If It Isn’t Sex (or Porn) Addiction, What Is It? And How Do You Treat It?

The sex addiction movement addresses fundamental human issues: lust, desire, guilt, fantasy, decision-making, and the relationship of love and sex. The answers generated by this model, however, have important limitations—and for many people, they are disastrous. We will examine how patients’ impulsive or seemingly out-of-control sexual behavior may really involve:

  • medicating their depression, anxiety or anhedonia
  • acting out hostility they can’t let into their consciousness
  • an arousal disorder
  • denial of a disturbing sexual preference or orientation
  • denial of existential despair
  • fear of getting too close to a primary partner
  • a recurring sexual dysfunction with a partner
  • inadequate attraction to or unspoken resentment toward a primary partner

How can we best diagnose patients with problematic sexual decision-making? How can we treat them most effectively? Why does it matter what we call (supposedly) out-of-control sexual behavior?

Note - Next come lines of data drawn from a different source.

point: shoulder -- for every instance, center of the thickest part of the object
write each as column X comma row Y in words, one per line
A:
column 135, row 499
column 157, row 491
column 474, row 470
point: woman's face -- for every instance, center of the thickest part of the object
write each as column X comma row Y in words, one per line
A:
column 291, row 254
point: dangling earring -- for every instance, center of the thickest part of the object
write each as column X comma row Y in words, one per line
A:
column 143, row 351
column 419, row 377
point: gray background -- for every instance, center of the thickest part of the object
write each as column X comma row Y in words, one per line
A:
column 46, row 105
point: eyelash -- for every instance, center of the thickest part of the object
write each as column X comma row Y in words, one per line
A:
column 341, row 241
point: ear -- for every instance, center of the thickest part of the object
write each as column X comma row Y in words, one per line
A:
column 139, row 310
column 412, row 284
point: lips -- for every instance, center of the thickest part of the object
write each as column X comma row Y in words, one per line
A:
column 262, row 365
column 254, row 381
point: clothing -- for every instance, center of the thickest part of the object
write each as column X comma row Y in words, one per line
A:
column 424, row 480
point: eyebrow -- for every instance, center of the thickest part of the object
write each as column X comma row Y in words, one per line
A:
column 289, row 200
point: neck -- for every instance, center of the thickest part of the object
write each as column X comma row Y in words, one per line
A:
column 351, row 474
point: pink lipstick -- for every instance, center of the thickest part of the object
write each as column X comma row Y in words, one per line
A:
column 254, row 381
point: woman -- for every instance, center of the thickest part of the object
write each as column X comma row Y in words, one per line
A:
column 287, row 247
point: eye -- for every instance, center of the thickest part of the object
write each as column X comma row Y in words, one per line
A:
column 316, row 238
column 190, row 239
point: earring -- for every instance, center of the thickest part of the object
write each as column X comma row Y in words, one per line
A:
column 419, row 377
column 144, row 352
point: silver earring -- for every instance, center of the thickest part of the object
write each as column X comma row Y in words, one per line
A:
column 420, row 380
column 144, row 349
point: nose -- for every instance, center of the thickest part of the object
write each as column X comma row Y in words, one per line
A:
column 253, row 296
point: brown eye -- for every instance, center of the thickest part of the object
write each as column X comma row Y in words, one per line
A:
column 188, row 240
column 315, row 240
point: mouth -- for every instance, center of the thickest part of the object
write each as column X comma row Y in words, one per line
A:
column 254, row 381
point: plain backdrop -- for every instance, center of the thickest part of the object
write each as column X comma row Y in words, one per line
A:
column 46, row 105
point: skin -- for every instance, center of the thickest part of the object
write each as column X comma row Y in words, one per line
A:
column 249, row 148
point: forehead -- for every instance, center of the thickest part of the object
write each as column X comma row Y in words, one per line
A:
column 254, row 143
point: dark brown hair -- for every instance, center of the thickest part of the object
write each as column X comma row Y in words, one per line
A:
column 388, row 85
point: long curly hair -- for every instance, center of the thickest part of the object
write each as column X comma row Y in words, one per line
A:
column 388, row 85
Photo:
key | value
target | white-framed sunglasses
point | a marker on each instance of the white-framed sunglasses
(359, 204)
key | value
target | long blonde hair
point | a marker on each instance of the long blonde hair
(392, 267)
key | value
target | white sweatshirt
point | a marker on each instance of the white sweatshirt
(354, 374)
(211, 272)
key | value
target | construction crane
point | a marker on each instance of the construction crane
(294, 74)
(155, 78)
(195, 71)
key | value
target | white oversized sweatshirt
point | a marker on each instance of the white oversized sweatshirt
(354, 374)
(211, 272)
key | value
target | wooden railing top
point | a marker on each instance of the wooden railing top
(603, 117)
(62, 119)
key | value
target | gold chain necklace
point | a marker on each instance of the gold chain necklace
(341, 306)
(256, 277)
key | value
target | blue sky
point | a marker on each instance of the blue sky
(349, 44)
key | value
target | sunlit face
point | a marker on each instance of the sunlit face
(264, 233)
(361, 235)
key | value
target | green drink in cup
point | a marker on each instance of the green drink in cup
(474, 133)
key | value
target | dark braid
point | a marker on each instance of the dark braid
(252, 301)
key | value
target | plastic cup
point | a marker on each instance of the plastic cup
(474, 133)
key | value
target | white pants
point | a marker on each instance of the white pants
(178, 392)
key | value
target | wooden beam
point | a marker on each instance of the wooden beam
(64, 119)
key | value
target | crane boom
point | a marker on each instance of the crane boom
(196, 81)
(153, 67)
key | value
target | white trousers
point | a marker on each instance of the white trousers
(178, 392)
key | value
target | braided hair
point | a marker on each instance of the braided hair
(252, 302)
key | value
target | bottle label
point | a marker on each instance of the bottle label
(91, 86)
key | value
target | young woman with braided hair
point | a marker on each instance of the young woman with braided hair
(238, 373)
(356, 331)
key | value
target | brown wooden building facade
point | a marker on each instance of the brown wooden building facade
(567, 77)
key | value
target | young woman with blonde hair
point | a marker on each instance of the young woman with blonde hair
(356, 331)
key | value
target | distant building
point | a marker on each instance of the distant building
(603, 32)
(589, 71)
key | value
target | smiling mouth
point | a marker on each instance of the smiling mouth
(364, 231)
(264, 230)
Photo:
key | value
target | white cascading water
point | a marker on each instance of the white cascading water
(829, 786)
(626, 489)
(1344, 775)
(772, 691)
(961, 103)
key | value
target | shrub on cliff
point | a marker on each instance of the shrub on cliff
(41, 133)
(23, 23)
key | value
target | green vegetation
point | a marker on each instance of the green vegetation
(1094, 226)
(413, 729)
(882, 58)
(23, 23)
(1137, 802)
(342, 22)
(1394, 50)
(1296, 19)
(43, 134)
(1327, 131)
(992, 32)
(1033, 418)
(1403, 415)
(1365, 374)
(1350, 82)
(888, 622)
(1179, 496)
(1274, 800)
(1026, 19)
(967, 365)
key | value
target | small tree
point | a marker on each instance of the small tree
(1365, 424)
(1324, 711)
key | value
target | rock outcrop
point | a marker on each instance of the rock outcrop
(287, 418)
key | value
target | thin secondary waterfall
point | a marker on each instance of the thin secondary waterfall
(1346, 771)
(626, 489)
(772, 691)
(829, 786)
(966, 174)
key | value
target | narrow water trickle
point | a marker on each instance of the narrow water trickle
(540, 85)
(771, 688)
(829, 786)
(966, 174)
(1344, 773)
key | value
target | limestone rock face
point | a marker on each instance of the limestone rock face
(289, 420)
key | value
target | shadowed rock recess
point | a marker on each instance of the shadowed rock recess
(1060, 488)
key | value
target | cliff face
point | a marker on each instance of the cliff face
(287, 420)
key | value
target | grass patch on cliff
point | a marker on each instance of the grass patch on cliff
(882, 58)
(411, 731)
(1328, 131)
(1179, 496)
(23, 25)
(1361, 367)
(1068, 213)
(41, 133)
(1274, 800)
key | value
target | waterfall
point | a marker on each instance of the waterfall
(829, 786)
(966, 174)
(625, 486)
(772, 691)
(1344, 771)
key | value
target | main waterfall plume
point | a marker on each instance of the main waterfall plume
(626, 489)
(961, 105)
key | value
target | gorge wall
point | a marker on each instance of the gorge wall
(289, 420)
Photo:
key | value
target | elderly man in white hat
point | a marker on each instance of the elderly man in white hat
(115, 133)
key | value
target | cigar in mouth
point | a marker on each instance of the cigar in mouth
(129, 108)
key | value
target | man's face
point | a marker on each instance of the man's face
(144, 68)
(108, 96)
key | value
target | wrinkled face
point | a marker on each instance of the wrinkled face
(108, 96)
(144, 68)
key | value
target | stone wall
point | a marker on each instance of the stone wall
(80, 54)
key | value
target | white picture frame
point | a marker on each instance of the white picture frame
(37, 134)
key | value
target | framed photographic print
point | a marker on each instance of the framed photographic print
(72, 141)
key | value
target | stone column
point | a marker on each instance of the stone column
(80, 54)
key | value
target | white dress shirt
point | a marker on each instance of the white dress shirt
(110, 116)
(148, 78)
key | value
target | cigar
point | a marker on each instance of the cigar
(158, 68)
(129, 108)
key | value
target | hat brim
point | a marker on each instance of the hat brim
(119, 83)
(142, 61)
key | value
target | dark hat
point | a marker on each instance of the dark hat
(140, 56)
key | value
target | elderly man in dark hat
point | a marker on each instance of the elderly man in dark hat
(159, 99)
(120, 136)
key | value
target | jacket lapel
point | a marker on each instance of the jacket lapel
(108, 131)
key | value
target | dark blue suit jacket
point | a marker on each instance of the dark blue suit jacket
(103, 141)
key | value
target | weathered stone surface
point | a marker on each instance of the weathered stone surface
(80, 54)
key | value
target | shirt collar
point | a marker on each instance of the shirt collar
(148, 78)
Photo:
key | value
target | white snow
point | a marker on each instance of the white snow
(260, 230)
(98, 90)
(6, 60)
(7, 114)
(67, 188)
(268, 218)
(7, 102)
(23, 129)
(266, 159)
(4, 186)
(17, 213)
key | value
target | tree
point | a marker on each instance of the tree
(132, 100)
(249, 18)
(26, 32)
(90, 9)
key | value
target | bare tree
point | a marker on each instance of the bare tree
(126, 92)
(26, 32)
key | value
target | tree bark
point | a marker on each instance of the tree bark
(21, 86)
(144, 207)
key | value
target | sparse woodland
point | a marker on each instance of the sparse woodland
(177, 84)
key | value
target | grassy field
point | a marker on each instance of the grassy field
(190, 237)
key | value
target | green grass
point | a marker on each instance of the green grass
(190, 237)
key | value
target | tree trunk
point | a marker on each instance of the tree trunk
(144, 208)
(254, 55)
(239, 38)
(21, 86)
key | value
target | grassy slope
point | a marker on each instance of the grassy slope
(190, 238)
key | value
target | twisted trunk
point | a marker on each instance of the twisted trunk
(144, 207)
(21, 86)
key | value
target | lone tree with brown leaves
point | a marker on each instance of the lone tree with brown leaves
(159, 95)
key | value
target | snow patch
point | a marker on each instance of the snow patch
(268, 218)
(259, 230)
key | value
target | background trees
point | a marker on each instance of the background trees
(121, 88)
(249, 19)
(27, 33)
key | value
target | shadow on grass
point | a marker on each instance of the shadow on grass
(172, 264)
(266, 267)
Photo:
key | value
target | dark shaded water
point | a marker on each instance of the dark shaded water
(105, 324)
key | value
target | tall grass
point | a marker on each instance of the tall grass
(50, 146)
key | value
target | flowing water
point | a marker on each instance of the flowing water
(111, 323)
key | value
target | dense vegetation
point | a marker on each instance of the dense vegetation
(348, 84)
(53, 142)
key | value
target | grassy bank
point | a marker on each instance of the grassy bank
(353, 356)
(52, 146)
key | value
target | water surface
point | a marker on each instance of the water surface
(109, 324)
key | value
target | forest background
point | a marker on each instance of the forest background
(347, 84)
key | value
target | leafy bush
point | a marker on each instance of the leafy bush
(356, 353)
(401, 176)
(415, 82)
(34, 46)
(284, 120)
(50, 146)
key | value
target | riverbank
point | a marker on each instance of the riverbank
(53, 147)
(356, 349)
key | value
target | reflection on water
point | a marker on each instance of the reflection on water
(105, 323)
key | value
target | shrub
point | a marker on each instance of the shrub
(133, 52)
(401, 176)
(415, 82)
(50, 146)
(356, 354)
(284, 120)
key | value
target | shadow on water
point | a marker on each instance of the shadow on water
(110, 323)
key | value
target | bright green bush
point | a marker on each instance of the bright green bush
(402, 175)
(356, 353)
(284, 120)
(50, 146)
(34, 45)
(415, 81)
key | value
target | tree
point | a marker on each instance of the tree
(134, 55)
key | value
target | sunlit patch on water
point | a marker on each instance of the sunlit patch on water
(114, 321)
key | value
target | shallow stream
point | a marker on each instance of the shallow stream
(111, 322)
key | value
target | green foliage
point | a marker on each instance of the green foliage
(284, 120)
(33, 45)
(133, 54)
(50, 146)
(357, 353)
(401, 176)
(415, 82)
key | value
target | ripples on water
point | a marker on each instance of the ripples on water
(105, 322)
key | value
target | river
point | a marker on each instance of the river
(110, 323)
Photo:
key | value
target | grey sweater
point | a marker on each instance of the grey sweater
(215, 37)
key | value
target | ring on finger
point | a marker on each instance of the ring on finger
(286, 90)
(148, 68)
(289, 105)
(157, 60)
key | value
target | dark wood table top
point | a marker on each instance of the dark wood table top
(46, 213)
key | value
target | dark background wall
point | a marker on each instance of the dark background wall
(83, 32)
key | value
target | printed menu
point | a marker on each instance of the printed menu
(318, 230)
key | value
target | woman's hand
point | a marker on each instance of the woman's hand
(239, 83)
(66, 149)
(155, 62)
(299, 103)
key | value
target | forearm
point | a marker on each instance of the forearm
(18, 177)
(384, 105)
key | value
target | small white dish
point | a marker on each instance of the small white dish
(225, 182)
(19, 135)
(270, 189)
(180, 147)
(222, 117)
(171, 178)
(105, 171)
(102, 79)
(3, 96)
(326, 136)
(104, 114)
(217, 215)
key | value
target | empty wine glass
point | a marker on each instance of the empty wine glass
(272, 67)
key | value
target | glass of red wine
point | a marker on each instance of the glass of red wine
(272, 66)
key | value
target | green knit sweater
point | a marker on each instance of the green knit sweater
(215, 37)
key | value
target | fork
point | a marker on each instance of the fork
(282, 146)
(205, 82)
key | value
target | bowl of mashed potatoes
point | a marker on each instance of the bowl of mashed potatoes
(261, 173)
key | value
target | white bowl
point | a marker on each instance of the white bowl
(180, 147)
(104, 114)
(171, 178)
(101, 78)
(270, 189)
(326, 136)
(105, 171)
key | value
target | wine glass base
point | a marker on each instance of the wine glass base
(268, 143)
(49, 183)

We’ll also look at the new narrative of porn addiction, and how it is being used to support the idea that porn is now a public health problem (rather than an old-fashioned immorality problem).

  • Does science (especially neuroscience) really support this diagnosis?
  • What are our options when a patient is convinced he’s a porn addict—or when he begs to be diagnosed (and treated) as one to appease his partner?
  • How do we work with couples in conflict about one partner’s porn use?
  • How do we evaluate patients who seem to be using porn self-destructively?
  • How can we treat these patients most effectively?